SD To Allow Tiny Homes on Same Property

Created: 29 July, 2020
Last update: 27 July, 2022

By Sandra G. Leon

The San Diego City Council this week approved a plan to allow homeowners to add tiny homes to their properties to help provide affordable housing options for students, seniors, and young residents.

Tiny homes are portable, premanufactured living areas that must be fully independent from the existing home, including having its own living, sleeping, cooking, eating, and bathroom facilities. Usually totaling around 100 square feet in size, the tiny home must be on the same parcel as a main house and must cover any tires from sight. Tiny homes are not considered as movable as RVs or recreational trailers although most are built on towable chassis and are not set on concrete foundations.

“Moveable tiny homes are a great option that naturally increases affordable housing at no cost to taxpayers. It’s a win for the homeowner, it’s a win for the renter, and it’s a win for the taxpayer,” Councilman Scott Sherman, the law’s author said. “I appreciate my colleagues’ support for this important housing reform.

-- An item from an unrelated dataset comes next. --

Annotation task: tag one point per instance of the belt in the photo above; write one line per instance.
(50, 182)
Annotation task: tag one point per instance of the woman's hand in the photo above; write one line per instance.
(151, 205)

We must continue pushing for common-sense solutions that result in naturally occurring affordable housing.”

Several companies currently offer tiny homes for sale in San Diego with prices ranging from around $30,000 to upwards of $100,000. Tiny homes can help homeowners increase their income by renting the unit or allow additional family members to live on site.

“This is a creative way to find places for San Diegans to reside,” Councilwoman Jennifer Campbell said. “It can help alleviate our overwhelming housing deficit.”

Other California cities, including Los Angeles, San Jose, and San Luis Obispo, already allow tiny homes.

Sherman, a Republican, ran for Mayor in the March primary election but did not receive enough votes to make the November run-off. Councilwoman Barbara Bry and State Assemblyman Todd Gloria are the two candidates for Mayor on the November 3rd ballot.

The measure will go to Mayor Kevin Faulconer for his approval and he is expected to sign it into law. The law change was passed unanimously by the City Council so the votes would presumably be there to override a potential veto by Faulconer.

The law will take effect on January 1, 2021.